Husain, born and brought up in a Bangladeshi Muslim family in London, strongly disapproves of the European brand of secularism, which he contends leaves little room for religion in public life. Husain said the law banning burqa in France, for example, was a “bizarre starting point to try and liberate women” and in fact violated religious freedom.
Even Catholic organizations like the Jesuits aren't permitted to use religious symbols because of French society’s aversion to religious expression, he added.
Husain, uncle of Patrick Ghani, leader of pan-Islamic political organization Hizb ut-Tahrir in Britain and Bangladesh, also criticized Switzerland's minaret ban and its message that Muslims do not truly belong there.
Britain, Husain said, was no better than Switzerland, since a mere mention of the word “jihad” in mosques immediately alerts intelligence agencies leading to monitoring and arrest of Muslims.
Terrorism and radicalization are a real problem in Britain, Husain acknowledged, but overreacting to jihad - which he noted is a “valid part of Islam” and different from al-Qaeda's vigilante jihadism - simply drives the discussion underground. This is counterproductive and a violation of religious freedom.

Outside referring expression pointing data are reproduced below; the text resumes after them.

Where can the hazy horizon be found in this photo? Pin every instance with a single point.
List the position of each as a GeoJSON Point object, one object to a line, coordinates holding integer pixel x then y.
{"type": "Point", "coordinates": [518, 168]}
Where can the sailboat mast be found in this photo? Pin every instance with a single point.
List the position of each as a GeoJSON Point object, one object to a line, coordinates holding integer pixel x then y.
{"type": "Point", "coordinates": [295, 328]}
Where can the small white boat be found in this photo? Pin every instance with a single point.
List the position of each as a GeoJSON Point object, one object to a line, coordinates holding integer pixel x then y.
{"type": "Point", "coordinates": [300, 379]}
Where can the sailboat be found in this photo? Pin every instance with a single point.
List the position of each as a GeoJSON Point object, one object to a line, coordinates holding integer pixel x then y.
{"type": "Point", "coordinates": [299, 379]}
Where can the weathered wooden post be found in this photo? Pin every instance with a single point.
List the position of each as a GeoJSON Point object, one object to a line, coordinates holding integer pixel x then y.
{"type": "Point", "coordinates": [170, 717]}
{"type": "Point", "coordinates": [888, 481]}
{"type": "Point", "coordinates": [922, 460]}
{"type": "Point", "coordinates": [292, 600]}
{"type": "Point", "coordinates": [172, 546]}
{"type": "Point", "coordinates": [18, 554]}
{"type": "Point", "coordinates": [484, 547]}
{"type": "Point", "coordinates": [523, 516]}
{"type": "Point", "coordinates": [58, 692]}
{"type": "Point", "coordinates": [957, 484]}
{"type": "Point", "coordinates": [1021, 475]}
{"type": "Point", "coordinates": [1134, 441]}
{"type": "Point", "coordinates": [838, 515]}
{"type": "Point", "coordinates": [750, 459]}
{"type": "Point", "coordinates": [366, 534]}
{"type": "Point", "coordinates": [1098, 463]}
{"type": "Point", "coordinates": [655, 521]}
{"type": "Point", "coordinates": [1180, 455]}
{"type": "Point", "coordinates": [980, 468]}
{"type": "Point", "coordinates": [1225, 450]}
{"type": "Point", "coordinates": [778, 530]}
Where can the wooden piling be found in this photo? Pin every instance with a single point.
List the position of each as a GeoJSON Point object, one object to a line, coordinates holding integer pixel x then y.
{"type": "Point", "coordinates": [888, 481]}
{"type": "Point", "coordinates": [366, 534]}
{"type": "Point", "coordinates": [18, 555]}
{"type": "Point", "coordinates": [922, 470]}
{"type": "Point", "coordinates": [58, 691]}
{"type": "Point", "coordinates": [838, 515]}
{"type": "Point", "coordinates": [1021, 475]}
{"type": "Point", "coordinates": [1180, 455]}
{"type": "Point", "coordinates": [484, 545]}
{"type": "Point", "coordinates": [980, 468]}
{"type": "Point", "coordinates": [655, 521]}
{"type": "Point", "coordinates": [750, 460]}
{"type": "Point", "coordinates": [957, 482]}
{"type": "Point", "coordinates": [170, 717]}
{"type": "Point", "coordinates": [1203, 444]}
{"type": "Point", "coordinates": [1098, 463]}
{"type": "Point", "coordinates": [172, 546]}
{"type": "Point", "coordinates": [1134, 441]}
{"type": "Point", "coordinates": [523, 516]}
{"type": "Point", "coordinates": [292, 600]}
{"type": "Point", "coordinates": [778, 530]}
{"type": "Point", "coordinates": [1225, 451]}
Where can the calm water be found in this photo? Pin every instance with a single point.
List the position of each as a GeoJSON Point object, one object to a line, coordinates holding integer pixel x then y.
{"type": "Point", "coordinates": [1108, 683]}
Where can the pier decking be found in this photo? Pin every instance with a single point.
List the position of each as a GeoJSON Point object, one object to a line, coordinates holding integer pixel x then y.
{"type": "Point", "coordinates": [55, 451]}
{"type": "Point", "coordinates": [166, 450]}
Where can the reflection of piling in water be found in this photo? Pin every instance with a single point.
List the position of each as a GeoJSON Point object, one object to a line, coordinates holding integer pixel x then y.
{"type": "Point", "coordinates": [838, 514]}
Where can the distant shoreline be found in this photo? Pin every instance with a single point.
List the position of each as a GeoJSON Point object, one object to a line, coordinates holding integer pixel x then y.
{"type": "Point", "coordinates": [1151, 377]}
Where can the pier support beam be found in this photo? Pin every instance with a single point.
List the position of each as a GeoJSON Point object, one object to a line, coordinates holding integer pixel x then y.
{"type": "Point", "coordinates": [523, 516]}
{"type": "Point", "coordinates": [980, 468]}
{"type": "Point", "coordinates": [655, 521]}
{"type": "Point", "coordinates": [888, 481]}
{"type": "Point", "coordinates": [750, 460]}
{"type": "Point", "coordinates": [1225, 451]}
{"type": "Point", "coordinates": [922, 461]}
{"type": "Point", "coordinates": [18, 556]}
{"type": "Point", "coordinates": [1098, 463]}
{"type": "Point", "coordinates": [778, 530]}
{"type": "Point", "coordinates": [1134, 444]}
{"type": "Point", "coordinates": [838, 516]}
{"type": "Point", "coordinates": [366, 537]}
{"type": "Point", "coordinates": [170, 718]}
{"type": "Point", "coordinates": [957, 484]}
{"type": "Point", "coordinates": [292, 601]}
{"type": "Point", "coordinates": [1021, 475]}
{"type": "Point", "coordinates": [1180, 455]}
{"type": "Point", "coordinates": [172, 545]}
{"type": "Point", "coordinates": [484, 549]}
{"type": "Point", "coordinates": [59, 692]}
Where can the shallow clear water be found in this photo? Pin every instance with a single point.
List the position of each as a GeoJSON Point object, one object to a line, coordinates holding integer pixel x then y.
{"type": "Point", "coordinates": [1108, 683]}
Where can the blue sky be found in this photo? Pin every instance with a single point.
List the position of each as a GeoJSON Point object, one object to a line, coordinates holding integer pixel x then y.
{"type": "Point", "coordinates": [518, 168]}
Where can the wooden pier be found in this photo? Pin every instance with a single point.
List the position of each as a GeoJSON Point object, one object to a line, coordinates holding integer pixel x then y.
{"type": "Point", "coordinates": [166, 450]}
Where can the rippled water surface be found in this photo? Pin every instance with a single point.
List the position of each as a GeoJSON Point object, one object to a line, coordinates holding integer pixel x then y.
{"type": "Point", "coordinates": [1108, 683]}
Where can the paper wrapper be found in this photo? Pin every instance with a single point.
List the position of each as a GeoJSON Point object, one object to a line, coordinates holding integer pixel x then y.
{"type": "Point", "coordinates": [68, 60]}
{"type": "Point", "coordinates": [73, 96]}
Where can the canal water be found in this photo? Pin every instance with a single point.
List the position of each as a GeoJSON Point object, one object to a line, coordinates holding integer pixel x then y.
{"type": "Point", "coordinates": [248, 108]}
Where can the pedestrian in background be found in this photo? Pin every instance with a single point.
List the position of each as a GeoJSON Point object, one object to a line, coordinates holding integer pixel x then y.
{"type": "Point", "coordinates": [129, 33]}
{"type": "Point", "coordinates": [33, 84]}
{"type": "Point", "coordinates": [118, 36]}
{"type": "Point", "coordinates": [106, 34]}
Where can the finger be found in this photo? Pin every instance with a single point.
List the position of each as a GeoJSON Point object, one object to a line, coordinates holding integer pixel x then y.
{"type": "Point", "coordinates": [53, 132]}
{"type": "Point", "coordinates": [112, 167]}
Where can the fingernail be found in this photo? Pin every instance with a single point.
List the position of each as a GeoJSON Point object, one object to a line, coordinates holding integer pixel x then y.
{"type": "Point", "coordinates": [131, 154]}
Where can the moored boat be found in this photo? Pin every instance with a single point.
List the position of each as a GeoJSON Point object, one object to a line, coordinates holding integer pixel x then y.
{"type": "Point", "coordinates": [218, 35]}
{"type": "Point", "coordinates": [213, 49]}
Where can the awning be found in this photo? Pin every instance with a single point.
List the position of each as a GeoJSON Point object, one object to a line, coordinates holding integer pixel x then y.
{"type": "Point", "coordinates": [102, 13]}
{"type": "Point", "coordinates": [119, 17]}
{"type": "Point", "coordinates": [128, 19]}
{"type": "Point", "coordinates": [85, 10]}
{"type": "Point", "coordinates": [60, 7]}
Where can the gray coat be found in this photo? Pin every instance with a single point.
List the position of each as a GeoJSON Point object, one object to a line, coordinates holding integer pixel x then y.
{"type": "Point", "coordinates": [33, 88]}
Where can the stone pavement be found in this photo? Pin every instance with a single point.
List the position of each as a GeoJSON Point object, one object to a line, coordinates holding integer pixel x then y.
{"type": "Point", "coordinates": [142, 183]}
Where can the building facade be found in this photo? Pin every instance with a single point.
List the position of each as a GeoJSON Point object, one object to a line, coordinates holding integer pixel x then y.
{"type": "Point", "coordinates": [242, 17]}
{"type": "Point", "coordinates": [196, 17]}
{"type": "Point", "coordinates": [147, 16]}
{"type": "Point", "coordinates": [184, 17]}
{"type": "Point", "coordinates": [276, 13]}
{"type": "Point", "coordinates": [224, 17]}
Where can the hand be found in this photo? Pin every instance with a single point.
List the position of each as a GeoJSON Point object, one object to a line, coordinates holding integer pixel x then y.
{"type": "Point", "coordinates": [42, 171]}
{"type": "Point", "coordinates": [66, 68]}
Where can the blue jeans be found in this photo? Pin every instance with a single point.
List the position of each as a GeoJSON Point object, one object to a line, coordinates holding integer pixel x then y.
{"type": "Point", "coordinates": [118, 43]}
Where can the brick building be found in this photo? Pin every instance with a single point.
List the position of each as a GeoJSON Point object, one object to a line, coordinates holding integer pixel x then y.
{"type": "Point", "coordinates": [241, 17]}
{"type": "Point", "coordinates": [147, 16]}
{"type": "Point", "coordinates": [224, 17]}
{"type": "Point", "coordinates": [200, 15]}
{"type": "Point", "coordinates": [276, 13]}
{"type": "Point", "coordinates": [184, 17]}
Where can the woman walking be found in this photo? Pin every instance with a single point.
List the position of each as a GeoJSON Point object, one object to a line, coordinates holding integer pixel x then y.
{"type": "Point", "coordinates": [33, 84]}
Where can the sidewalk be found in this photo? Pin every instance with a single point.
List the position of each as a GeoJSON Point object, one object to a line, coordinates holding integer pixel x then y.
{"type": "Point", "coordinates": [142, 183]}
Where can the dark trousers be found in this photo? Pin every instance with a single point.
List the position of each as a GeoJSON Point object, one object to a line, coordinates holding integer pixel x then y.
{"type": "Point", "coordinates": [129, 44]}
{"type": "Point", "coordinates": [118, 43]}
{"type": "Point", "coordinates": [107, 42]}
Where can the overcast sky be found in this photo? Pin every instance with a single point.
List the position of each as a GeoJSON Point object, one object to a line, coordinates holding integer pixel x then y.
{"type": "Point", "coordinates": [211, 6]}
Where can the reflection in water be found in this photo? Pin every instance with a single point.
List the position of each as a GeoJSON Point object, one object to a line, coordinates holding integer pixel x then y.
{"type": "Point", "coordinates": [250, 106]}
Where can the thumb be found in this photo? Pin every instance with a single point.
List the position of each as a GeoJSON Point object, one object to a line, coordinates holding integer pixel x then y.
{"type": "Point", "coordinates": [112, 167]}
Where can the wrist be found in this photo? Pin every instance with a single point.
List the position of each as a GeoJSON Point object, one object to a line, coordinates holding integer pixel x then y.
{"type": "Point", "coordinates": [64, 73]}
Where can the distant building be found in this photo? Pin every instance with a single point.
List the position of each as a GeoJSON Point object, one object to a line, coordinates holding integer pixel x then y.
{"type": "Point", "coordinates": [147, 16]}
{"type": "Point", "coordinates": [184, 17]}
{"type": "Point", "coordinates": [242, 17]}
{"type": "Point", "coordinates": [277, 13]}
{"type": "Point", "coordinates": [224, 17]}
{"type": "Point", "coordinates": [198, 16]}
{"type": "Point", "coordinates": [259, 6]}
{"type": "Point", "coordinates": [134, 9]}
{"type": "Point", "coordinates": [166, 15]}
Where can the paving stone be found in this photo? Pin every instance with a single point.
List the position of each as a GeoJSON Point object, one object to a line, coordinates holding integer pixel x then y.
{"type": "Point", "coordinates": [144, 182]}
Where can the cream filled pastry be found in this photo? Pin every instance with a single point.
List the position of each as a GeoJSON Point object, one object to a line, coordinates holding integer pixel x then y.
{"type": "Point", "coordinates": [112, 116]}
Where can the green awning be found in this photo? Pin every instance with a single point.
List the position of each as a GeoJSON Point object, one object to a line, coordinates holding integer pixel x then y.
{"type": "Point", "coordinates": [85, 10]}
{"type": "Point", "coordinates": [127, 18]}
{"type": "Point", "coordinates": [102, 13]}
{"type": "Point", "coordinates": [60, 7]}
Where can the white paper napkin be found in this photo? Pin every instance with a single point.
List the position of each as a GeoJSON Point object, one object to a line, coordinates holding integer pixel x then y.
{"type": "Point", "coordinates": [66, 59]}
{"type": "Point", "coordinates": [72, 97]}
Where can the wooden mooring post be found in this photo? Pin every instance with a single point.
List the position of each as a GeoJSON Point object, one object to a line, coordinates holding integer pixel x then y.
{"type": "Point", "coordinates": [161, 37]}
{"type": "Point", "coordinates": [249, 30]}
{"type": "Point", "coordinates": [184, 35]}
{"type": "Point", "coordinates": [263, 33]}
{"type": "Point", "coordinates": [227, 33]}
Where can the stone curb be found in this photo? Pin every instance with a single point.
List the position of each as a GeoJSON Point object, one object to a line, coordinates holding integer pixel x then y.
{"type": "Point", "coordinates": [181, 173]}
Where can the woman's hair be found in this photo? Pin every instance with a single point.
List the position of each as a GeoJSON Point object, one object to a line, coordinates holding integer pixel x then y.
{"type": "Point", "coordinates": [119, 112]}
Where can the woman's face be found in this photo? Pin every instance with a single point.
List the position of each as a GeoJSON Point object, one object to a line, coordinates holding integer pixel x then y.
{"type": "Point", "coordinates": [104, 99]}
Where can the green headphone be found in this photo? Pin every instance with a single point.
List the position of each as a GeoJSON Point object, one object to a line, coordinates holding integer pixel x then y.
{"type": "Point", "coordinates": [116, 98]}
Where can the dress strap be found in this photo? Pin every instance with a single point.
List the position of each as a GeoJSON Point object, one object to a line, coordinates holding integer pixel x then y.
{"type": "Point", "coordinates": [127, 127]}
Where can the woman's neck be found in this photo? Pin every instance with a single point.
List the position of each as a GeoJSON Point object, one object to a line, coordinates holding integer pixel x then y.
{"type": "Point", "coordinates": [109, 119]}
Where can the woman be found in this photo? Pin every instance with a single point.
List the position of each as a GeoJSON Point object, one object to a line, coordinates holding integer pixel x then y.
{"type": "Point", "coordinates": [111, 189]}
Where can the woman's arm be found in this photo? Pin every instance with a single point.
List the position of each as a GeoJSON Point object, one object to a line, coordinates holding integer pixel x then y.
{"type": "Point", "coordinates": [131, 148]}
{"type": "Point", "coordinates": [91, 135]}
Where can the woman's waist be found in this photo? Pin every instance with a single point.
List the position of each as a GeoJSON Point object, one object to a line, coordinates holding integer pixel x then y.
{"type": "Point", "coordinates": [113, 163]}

Husain argues that European non-governmental organizations and businesses – such as British Airways, which banned wearing of crosses by Christian staff – also curb religious freedom across Europe. At the same time, support for far-right parties is also on the increase across the continent and threatens Muslim religious freedom, especially in places such as Holland, he said.
Husain, who now lives in Washington D.C., also flayed Muslim communities for curtailing religious freedom and for attacking liberal Muslims. Among the worst examples Husain has witnessed were the Danish cartoons altercation, the death threats issued to Muslim author Salman Rushdie and Somali-Dutch feminist and author Ayaan Hirsi Ali, and the killing of Dutch filmmaker Theo van Gogh.